Dinner was grilled salmon, pasta, veggie kabobs, and a huge salad.  Plus a delicious dessert of homemade lemon cookies courtesy of Kirstin, co-owner of Rim Tours.  Tonight was movie night!  I showed everyone the “Off Road to Athens” movie to give them a better perspective on what I used to do for a living. 

Thursday was our first full today of riding and a chance to really fine tune the skills we had worked on all week.  We took our group to a ride called Blue Buffalo.  It’s a great ride to work on slickrock skills; riding up and down steep ramps and learning how to launch off ledges of all sizes.  There was something for everyone.  And we had lots of sunshine and no wind.  Lunch was at Uranium Arch just below the Seven Mile Rim.  By the end of the day everyone was mentally and physically exhausted.  We stopped ½ mile from the van and scrambled up the slickrock to a beautiful petroglyph and pictograph panel high above the valley floor.  Years ago there was a blue buffalo painted on the rock, also known as a pictograph and also the name of our ride.  Unfortunately vandals destroyed the painting and you can only see a very faint outline of where the buffalo used to be.  Many of the other petroglyphs were still in good condition and made for some great pictures. 

Another afternoon of much needed massage and rest.  We always have a special “dress-up” night for our last dinner of the camp.  After eating way too much food we all hung out, drank more wine, watched videos from the week and had a lot of laughs.  Hard to believe this was the last night of the camp.

Saturday was the grand finale of the camp.  We shuttled up to the Kokopelli start of the Upper and Lower Porcupine Singletrack.  This has become one of the best rides in the Moab area, and it was a perfect ride to end the camp.  It starts up in the La Sals at almost 8000 feet and then descends back down to Moab at 4500 feet.  Much of the trail follows the edge of Porcupine Rim, giving everyone incredible views of Castle Valley and Castleton Tower.  Of course nothing is every truly downhill.  There are a few leg burning climbs on this ride making you appreciate the downhill that much more. 

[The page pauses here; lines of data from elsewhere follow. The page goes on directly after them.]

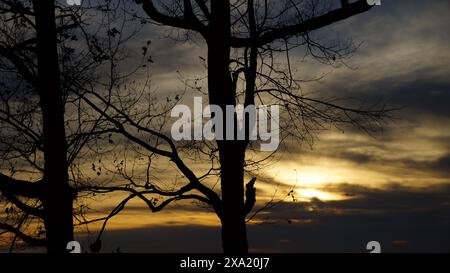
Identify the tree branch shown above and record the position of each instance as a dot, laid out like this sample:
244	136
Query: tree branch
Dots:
311	24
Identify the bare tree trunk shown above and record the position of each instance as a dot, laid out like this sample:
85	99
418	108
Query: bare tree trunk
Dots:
232	153
57	199
234	232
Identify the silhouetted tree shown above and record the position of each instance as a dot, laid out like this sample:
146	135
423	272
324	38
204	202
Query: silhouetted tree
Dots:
53	190
244	39
46	51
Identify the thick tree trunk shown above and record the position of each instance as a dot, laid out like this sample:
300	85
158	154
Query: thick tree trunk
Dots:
57	199
232	153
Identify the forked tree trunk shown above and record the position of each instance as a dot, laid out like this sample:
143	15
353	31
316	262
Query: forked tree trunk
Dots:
57	199
232	153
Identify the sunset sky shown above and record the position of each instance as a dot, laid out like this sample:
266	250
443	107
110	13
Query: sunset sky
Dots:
349	187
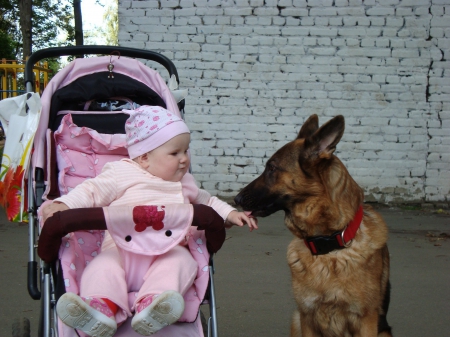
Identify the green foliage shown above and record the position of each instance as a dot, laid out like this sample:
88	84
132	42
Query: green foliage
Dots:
111	19
7	46
49	18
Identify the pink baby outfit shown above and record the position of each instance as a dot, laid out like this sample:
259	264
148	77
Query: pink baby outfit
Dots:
157	261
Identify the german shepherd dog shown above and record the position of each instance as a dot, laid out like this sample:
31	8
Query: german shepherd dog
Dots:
338	258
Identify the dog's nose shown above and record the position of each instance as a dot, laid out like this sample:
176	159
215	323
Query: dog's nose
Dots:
238	199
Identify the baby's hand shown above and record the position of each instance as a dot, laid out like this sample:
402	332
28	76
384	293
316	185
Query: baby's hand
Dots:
54	207
239	219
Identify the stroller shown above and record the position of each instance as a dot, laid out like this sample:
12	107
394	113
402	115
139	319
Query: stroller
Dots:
92	92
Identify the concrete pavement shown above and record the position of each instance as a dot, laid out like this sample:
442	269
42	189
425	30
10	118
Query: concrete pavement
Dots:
253	280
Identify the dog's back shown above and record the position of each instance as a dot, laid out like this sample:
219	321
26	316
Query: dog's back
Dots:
338	258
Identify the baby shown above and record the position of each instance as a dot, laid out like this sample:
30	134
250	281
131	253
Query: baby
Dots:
155	174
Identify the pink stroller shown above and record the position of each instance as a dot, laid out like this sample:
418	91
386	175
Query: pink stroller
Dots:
89	95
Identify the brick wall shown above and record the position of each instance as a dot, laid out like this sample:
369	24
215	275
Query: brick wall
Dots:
257	69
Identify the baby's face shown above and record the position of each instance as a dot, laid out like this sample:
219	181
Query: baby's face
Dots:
170	161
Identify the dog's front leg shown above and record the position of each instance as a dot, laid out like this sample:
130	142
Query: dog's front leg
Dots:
300	326
369	325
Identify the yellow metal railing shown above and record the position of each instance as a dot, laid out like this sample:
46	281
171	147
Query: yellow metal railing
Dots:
8	75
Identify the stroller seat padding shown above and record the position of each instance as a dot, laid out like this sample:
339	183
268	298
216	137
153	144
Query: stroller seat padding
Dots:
82	152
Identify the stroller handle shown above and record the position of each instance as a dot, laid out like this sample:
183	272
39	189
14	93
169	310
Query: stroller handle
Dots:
106	50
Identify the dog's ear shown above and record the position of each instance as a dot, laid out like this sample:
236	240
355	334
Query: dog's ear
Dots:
309	127
323	142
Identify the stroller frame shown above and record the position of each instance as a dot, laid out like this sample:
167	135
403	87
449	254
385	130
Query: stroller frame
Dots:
47	272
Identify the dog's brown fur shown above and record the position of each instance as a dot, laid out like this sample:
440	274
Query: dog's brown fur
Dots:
345	292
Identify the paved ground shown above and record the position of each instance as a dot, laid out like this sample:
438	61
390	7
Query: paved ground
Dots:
253	280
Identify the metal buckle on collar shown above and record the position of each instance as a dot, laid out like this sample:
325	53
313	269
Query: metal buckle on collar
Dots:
320	245
346	244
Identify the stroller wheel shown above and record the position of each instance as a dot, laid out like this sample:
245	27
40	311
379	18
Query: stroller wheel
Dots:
21	327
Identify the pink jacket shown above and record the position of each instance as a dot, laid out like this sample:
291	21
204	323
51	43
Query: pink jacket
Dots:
125	183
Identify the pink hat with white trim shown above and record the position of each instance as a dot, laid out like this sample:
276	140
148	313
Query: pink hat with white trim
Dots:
149	127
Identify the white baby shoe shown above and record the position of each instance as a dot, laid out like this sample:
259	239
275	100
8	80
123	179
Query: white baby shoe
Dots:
163	310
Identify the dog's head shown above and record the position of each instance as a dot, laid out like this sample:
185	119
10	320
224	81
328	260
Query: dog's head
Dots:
304	176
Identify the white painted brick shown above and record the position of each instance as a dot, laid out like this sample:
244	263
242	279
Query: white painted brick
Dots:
255	71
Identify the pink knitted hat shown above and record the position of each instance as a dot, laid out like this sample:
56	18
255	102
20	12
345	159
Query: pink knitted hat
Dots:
149	127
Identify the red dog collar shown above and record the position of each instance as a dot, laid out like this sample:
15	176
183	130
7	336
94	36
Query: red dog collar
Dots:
319	245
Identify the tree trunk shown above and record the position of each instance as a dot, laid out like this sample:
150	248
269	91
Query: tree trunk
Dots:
25	10
78	22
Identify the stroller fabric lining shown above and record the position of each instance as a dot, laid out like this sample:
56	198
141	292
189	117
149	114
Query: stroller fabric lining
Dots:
75	95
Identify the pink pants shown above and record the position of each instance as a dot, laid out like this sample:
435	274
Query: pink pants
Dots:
125	279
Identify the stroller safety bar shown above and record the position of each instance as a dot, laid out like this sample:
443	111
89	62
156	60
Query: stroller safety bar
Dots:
106	50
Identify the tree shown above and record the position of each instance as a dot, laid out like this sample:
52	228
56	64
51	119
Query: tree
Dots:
7	50
39	30
25	26
78	22
111	19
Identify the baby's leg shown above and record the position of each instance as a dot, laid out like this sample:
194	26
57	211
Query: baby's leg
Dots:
104	277
160	300
175	270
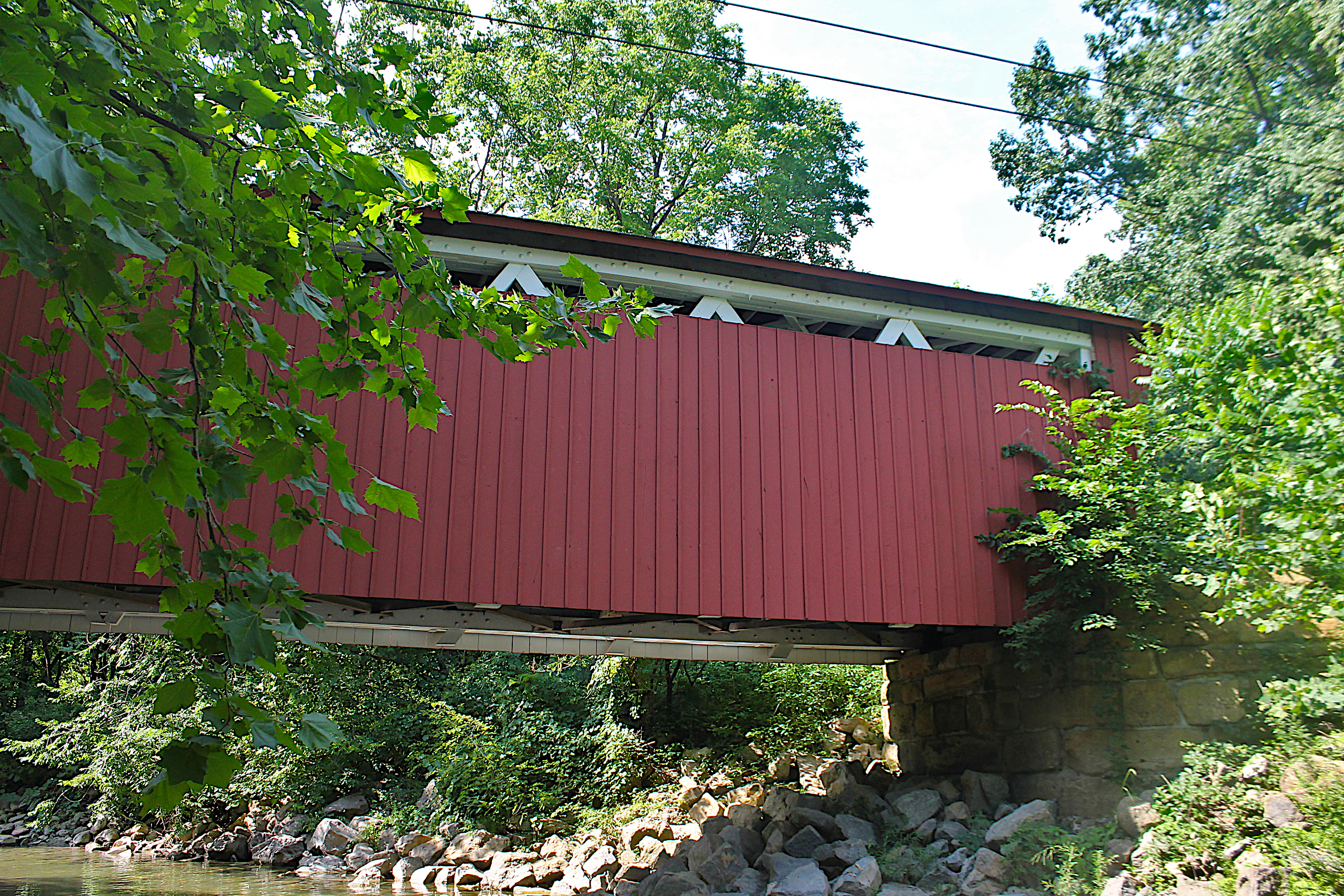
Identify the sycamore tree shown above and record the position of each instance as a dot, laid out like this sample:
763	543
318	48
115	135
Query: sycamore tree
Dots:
1225	479
1257	191
178	174
583	131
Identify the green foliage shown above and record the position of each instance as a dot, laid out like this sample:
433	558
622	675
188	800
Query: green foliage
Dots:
588	132
1316	699
510	742
1210	808
1225	479
1058	861
1113	528
175	172
1199	223
726	706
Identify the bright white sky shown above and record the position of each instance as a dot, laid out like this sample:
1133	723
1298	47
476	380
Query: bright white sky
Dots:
940	214
939	211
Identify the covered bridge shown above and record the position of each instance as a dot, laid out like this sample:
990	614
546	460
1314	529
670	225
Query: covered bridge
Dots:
796	469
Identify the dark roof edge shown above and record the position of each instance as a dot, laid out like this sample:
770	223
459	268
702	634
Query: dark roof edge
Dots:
435	225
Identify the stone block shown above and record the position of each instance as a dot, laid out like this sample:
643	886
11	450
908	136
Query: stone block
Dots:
1187	663
995	711
908	757
953	683
953	754
913	667
1094	751
1209	701
1085	796
898	720
1149	703
982	655
1033	751
951	715
1112	665
947	658
1071	707
1159	749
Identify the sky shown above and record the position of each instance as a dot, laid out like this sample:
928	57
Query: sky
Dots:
940	214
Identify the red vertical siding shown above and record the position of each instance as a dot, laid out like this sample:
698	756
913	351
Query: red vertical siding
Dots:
714	471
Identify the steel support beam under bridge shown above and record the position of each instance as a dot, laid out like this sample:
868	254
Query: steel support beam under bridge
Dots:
99	609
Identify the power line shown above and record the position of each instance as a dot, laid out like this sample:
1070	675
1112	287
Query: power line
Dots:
858	84
1022	65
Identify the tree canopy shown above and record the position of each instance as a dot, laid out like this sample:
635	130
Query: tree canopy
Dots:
588	132
1199	222
1225	480
178	174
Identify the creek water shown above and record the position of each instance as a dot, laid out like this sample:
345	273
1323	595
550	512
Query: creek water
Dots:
73	872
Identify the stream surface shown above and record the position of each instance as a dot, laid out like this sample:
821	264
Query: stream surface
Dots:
65	871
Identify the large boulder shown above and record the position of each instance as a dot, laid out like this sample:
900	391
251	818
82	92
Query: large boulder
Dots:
1136	814
429	851
706	808
988	871
808	880
1038	812
509	871
405	866
717	861
229	848
824	824
358	856
347	806
320	867
780	866
672	884
641	828
423	878
371	873
854	828
983	792
332	837
917	806
460	847
780	802
748	843
1311	774
861	879
805	843
280	851
749	883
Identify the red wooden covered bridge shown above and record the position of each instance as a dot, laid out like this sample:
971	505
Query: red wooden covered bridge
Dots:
796	468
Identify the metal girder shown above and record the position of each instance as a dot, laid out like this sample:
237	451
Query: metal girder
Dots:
61	609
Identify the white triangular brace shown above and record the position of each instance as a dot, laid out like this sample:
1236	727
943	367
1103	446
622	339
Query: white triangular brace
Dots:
527	281
719	308
899	328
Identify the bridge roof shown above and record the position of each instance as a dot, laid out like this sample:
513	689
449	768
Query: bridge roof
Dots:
586	241
717	492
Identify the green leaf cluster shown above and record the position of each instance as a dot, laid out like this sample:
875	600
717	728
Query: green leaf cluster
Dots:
180	176
1198	221
1226	479
586	132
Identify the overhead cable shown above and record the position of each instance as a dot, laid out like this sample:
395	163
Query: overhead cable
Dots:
1027	65
730	61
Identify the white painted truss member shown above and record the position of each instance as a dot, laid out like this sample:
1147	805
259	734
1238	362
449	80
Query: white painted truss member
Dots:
526	278
710	307
899	328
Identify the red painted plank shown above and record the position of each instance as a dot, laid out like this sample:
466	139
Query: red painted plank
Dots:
717	469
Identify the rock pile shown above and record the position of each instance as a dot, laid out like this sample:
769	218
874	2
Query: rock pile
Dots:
23	823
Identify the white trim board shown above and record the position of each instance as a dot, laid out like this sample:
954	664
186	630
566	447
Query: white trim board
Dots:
772	297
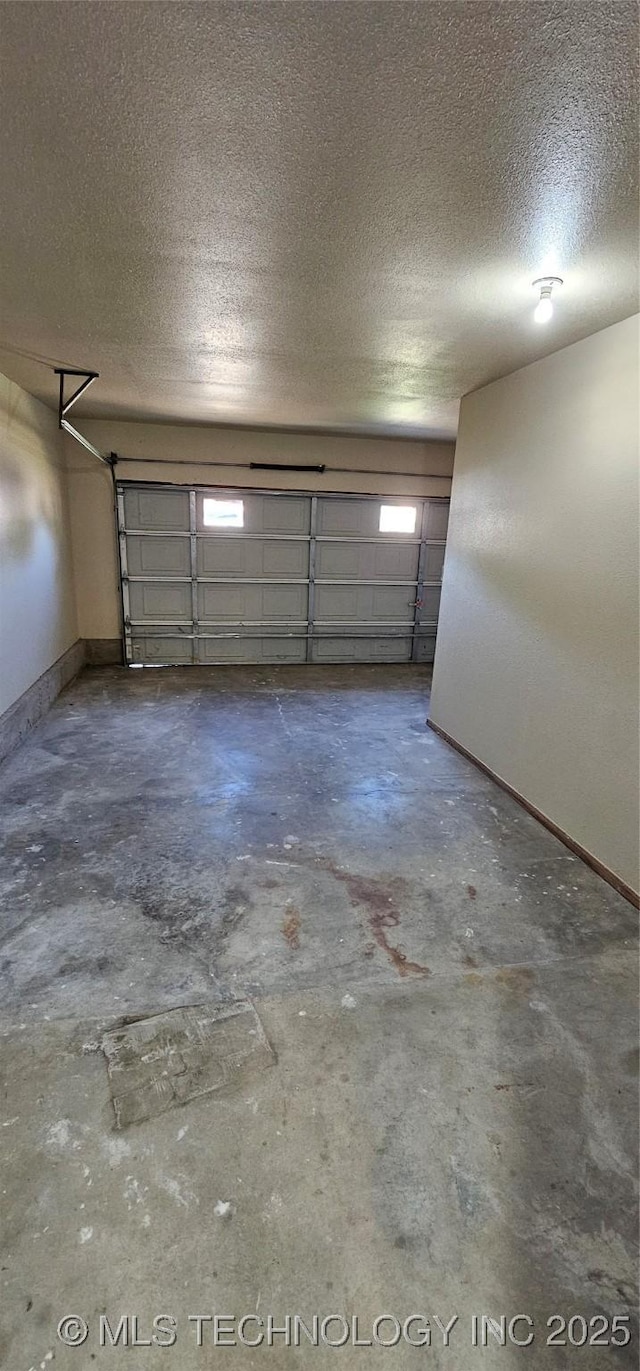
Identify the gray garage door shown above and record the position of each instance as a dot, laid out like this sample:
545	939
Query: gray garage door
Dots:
250	576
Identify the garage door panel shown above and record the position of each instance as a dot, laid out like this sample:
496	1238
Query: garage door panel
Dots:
366	561
435	562
251	603
365	602
425	647
155	509
162	649
431	605
158	555
252	650
159	601
262	513
251	557
361	518
256	586
344	649
436	518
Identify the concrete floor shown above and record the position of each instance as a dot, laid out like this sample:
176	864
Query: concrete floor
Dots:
450	1127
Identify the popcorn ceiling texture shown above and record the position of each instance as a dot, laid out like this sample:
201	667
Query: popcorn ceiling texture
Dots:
310	214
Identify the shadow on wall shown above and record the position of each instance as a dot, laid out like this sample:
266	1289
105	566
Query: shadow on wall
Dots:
30	496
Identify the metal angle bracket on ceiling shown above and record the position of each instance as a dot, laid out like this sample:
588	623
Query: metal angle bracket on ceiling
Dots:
65	405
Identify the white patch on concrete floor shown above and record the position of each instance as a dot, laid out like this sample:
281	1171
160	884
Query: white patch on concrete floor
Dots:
273	1207
133	1192
59	1135
115	1150
178	1192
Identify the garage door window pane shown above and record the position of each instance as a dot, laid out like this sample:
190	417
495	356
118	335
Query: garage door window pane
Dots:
224	513
398	518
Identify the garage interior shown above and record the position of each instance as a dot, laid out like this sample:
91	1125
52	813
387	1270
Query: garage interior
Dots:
320	683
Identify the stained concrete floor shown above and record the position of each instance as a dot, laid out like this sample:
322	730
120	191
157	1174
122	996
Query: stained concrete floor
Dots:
451	996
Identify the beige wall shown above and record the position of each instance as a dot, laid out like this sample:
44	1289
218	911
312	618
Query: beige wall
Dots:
174	453
537	653
37	609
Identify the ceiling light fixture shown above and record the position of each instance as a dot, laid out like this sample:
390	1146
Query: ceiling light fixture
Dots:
544	307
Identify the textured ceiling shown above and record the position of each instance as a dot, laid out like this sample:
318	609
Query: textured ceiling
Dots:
310	214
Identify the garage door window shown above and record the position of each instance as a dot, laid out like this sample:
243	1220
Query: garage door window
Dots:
224	513
396	518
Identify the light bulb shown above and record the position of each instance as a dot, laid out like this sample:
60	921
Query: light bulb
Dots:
543	310
544	306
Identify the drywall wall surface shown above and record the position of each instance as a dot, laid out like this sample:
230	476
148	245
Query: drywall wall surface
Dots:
181	453
536	665
37	606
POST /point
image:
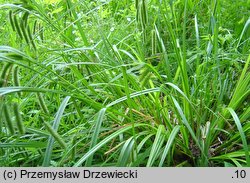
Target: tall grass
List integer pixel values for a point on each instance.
(124, 83)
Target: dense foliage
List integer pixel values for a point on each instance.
(124, 83)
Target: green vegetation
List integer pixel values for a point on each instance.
(124, 83)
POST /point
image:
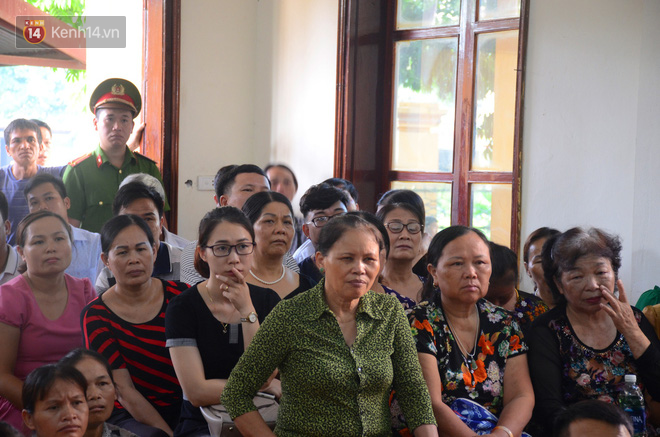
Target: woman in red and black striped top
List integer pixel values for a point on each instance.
(127, 326)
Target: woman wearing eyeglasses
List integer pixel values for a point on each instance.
(271, 214)
(126, 325)
(405, 227)
(210, 325)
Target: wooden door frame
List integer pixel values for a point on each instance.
(160, 88)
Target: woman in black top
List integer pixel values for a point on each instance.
(271, 215)
(209, 325)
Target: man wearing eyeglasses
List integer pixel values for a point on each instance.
(318, 205)
(307, 249)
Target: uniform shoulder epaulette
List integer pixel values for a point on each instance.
(144, 157)
(80, 159)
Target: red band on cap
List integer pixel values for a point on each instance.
(110, 97)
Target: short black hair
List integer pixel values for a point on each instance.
(378, 224)
(118, 223)
(504, 262)
(538, 234)
(256, 203)
(337, 227)
(6, 430)
(134, 191)
(437, 246)
(224, 178)
(21, 123)
(594, 410)
(79, 354)
(285, 167)
(41, 380)
(321, 196)
(344, 184)
(410, 207)
(45, 178)
(401, 196)
(4, 207)
(42, 124)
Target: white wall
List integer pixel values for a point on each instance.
(257, 85)
(646, 206)
(295, 109)
(588, 145)
(218, 46)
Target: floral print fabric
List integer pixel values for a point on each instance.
(528, 307)
(590, 373)
(480, 380)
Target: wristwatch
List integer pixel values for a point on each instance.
(252, 318)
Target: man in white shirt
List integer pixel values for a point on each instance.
(47, 192)
(8, 256)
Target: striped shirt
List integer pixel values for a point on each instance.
(137, 347)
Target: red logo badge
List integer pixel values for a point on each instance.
(34, 31)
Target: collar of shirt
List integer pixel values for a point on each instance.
(163, 264)
(102, 158)
(12, 261)
(317, 306)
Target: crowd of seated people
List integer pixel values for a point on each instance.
(357, 323)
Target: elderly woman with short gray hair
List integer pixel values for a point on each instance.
(583, 348)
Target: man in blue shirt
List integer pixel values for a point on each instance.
(23, 142)
(47, 192)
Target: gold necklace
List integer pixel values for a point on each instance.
(468, 358)
(208, 293)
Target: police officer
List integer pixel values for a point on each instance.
(93, 180)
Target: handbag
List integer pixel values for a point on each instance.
(221, 424)
(475, 416)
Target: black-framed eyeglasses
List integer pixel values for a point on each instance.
(323, 220)
(220, 250)
(397, 227)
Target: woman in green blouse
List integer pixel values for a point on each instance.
(339, 348)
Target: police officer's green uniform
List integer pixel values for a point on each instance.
(92, 181)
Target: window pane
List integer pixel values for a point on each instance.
(495, 96)
(437, 202)
(427, 13)
(493, 9)
(424, 102)
(491, 211)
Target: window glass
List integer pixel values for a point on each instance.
(494, 9)
(491, 211)
(424, 105)
(412, 14)
(495, 101)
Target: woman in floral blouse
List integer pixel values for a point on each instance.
(583, 348)
(502, 289)
(468, 347)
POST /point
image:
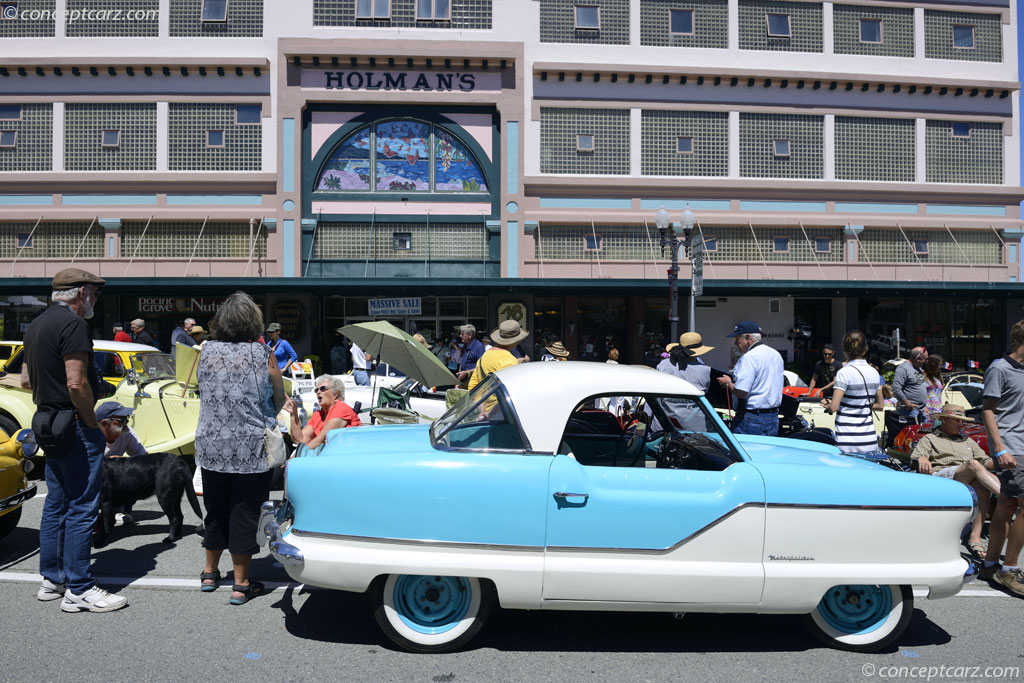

Lucky for us, my husband Greg joined us for the day.  He drove out to Moab late Thursday after work, mostly to see Emmett, but also to help me out with this ride.   His dry sense of humor was a big hit with the campers and kept us entertained all day.  And after six plus hours, numerous flat tires, a broken cleat, and a few mechanicals, we made it down with everyone intact, grinning from ear to ear.  Whew!  I’ve done this ride at least 50 times and it is still my favorite!

After returning to the condos we unpacked the van, loaded up the cars, took a few last pictures, and said goodbye.  The end of camp is always bittersweet.  I am relieved to finish, but I also feel like I’m saying goodbye to my best friends.  It was a big success and I can’t wait to go back in October and do it all again.

Have a great summer and maybe we’ll see you this fall in Moab!